The next year, the dean asked me to judge the College of Arts and Sciences teaching awards. Having enjoyed the amp, I said yes. A half dozen colleagues, from across the disciplines, submitted the lengthy application. I asked the dean's office about evaluation criteria, but the answer came after I had read the applications. In fact, I had already learned a lot about teaching from them by that time.

No one tells you how to apply for a teaching award, no less judge one. Groomed for research in graduate school, most professors learn to teach ad hoc. Sure, I saw commonalities in each of my colleagues’ takes on complicated subject matter and how they overcome intellectual or emotional resistance from students. Evaluations glowed, and the syllabi described courses I'd like to take myself. But still, how to choose?

Lacking strong guidelines, I focused on the narrative reflections. And I began to see deeper connectors -- points I had never articulated myself -- that were relevant to not just the award but to any teaching life.

What specifically did I learn?

Archive projects and papers. Although each of my colleagues claimed "student-centered" pedagogy, the winner of this year's glass trophy (a criminologist) provided actual evidence. Her application included hand-drawn, graphic narratives by her majors that documented their learning. The art was not great. But the point is simple. We cannot chart student success -- or failure -- without first collecting a body of work.

Chart your own professional growth. Hubris and job pressures often keep academics from admitting that, at first, we pretty well sucked in leading a classroom. A teaching narrative, like any good narrative, takes readers from point A to point B. We go somewhere; we learn something. A pedagogical reflection should start from what did not work and then trace a path to improvement.

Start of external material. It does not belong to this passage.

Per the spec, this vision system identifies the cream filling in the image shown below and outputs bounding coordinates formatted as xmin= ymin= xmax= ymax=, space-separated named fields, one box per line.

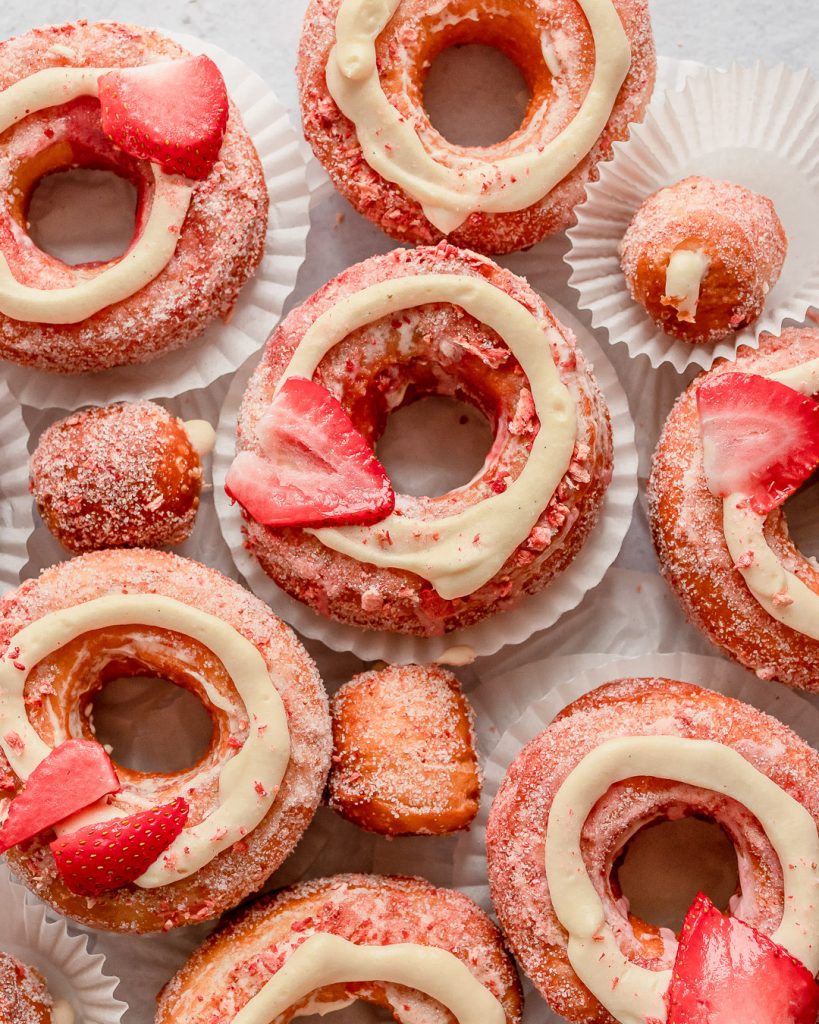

Theorize. That professional path must follow an idea, some North Star that has led the teacher-scholar to deeper insight. Who did the candidates look to for insight and inspiration? With the stronger applications, I found myself jotting down the names of thinkers in psychology and the sciences whom I should read myself.

Contextualize a classroom. Each of my colleagues could point to a capstone teaching experience -- the anthropologist who involves students in archaeological digs or the environmentalist who takes them on field trips to the Everglades. But could the teacher situate such a signature experience within a broader curricular context? Apart from the seminars -- where evaluation numbers balloon -- had my colleagues covered foundational courses?

And how do signature lesson plans fit within the overall course design, major and aims of the university? My colleague in criminology, whose research focuses on women's prison movies, could explain the challenges of bringing film studies to her male-dominated, quantitative major.

As a winner and then a judge, I stumbled onto those four steps. Save student work. Theorize your approach and learn the history of your discipline. With evidence and ideas at hand, think about your own story. I, for one, could live without the glass trophy, and my thousand bucks are now long gone -- blown on the Pioneer amp. But along the way, I picked up something definitely as lasting for me in its own way as Blood on the Tracks. I became a better teacher.